Which is how I came, finally, to hear Professor Rodney Stark’s fourth and final lecture: Christian Establishments and the Neglect of Faith. Hard though it is for an atheist to say this, someone had been listening to my prayers. Audio quality was absolutely excellent. (Which makes it rather a shame that there is apparently no record of No. 3, Religious Competition and Roman Piety, unless Nashville Public Television has a copy.) Stark makes a pretty compelling case that Europe’s empty mainstream churches reflect lack of participation rather than lack of faith, and that it started when Constantine made Christianity the state religion. Along the way he more or less murders the simplistic notion that supporters of the Reformation had any desire to return to some, pure unsullied notion of religion. They wanted the power and the cash. Those states that already controlled the church had nothing to do with it, while Luther’s top supporters were rulers who were out to grab what they could.

Let people go to hell in whatever handcart they choose

Stark mentioned some research he had done with colleagues on the impact of a change in Italy’s approach to religion. In 1984 Bettino Craxi reached a new deal on the salaries of Catholic priests. Instead of being paid directly by the government, 0.8% of local taxes are “donated” directly to the Catholic church or, and this is the important part, to another designated religious group. (One cannot avoid the tax by declaring oneself agnostic or atheist, but one can, even if religious, give it to the state for cultural works.) Thus since 1984 there has effectively been a market in religions, one result of which is a remarkable flowering of delightful adverts -- “I give my otto per mille to the Waldensian church because I am not a Waldensian” -- to persuade those who “believe without belonging” to give to one of the named churches.

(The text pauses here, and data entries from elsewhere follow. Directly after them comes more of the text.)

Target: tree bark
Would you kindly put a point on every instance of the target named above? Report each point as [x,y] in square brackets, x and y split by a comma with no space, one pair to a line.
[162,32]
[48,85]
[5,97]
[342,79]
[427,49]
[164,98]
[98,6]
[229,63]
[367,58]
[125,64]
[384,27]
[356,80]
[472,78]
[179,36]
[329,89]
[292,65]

The results are really interesting. There has been a flowering of new evangelical movements. Between 1984 and 2001, 127 new religious movements started activities in Italy, compared to 212 between 1947 and 1984. Belief in God, belief in an afterlife and church attendance have increased, especially in young adults (18-29). (For details, see a paper by Massimo Introvigne, a colleague of Stark’s.)

A second interesting section concerned Stark’s proof that freedom of religion in Europe is a mirage. He listed the many ways in which “other” religious movements find their way blocked by the state in Europe, from the fact that until very recently Protestant Minister was not a recognized profession in Portugal to the criminality of all forms of mind control in Germany, in which belonging to a proscribed cult is evidence of mind control. Stark then said that on a world index of religious freedom (which I have been unable to trace) Afghanistan and Syria offered more religious freedom than most of Europe.

This I find hard to swallow. I guess that it hinges on how a country defines “cult”. For my money they are all the same. But a state that seeks to protect you from your own stupidity and gullibility in some contexts but not others is asking for trouble. Let people go to hell in whatever handcart they choose, I say.